In many of the highly publicized concussion stories, the question arises of whether the player made his or her return to action to soon – something that has Shuya worried.

“There are lots of different things that can happen that are quite scary,” she said.

“Probably the worst thing is that if the brain hasn’t restored itself to baseline functioning or back to its normal state, there is the risk of something called second-impact syndrome. Second-impact syndrome is a second or repeated trauma to a brain that is still trying to recover from the first trauma – basically in simple words the brain freaks out and swells.

“When the brain starts to swell it gets pushed through a little hole in the base of the skull. That part of the brain that gets pushed through the hole is the brainstem and that is where the vital life functions are. That is that part of the brain that tells the body to breath, tells the body to pump blood, tells the body the things that it needs to do to stay alive. As it gets pushed through the base of the skull the person will actually die on the field instantaneously.

“That is in my mind the most scary thing, but the thing that I am probably afraid of even more than that is that if we put someone back to play when they still have signs of a concussion, we can make it so those signs don’t resolve quickly or they can take up to months or years to resolve. We can take a happy, healthy athlete and we can give them signs or symptoms of a concussion that may not go away for a long time.”

Hockey fans have been following the concussion stories surrounding two of the National Hockey League’s most well known players, Sidney Crosby and Chris Pronger. Fans will remember hearing the term “post-concussion syndrome” surrounding any Pronger discussion.

“Post-concussion syndrome means that the concussion and the brain haven’t healed themselves or resolved in a timely fashion,” Shuya explained. “The symptoms then progress from what they might have immediately felt when they hit their head to prolonged depression, mood changes

“Some people get headaches that just won’t go away; there is a whole list of different symptoms that can be part of post-concussion syndrome and what makes concussions very, very tricky to deal with [because] no two concussions will be exactly the same.”

When it comes to Crosby’s concussion, even Shuya, who admitted to following the story, is not sure about his return to the ice.

“That is so hard to tell,” she said. “Sidney Crosby has had the best of the best looking at his case and following it and I don’t know to be honest what will happen.

“I think only Sidney and probably the first couple of doctors that saw him really know what’s going on because we only know the details that have been released to the general public, which isn’t really a lot to form a good opinion on him.”

While questions have swirled in the professional leagues about possible equipment and rule changes in order to reduce the number of concussions, Shuya also insisted the Rams are constantly looking for the next best in equipment to reduce the probability of injuries.

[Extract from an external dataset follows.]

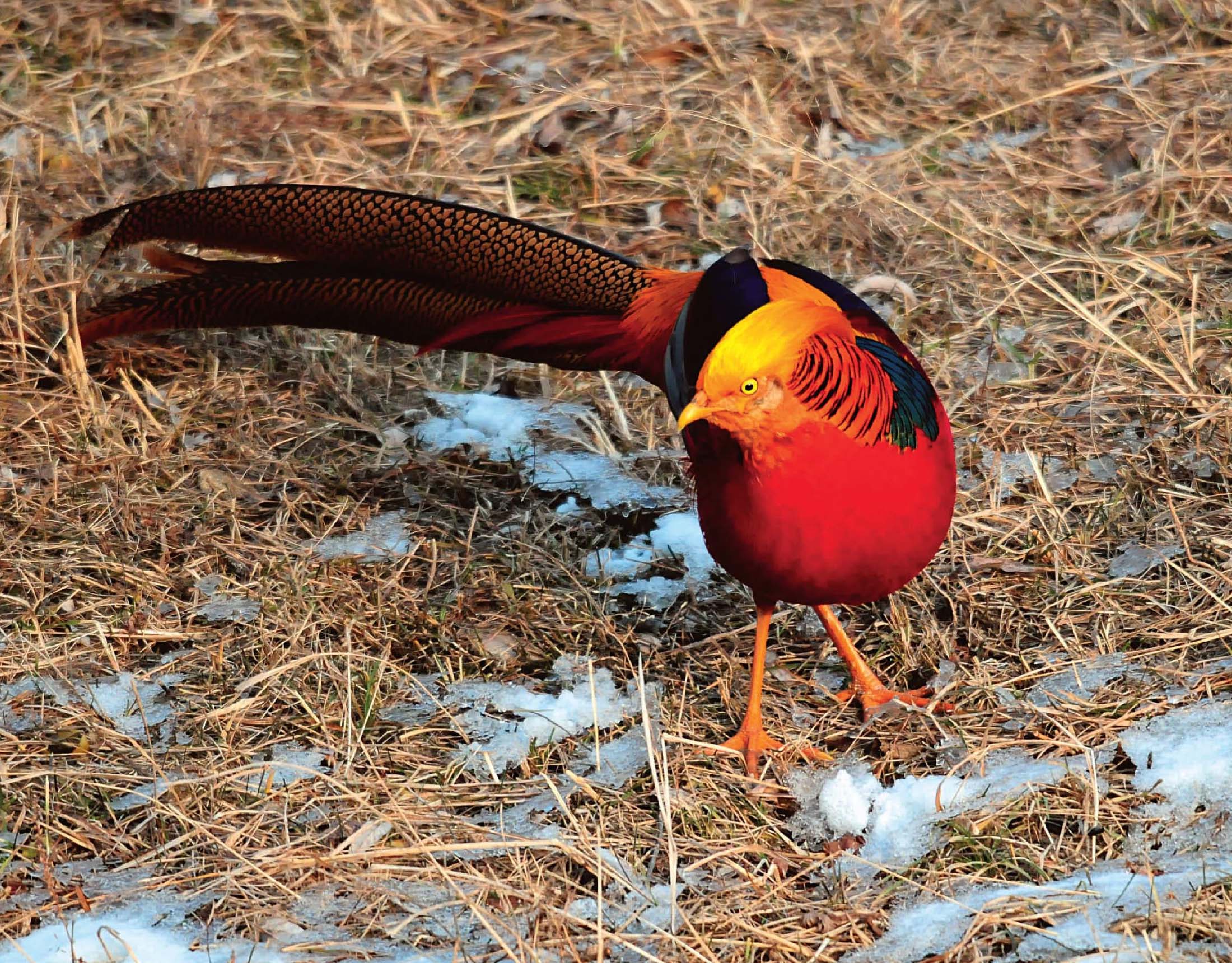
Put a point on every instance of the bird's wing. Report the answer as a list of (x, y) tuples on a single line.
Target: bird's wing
[(404, 268)]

However, having top of the line equipment can ironically cause the athlete to receive a more severe injury.

“I know that with the Rams our equipment manager Dan Stark is really on top of the new equipment that comes out and we do have the players in the best equipment that we can get. What we are noticing though is that each year injuries are getting worse in severity.” Shuya said. “We are questioning if that is because the players are bigger and stronger [or] because we have them so protected they are not getting the small little injuries they used to get.

“When they get hurt they get hurt really bad.”

Minimizing concussions, Shuya believes, will take a combined effort from numerous personnel on any team.

“I think it needs [to be accepted] from everyone on the team; it can’t just be the trainers or the medical staff. The coaches have to be a part of it, but even more so the players have to be a part of it,” Shuya said.

“It’s also proper technique: using the best equipment you have available, educating the players, the team, and the staff on what a concussion is and how to try to minimize the event.

“It’s an all-encompassing focus. I think that if there was a quicker, easier fix, someone would have come up with it by now.”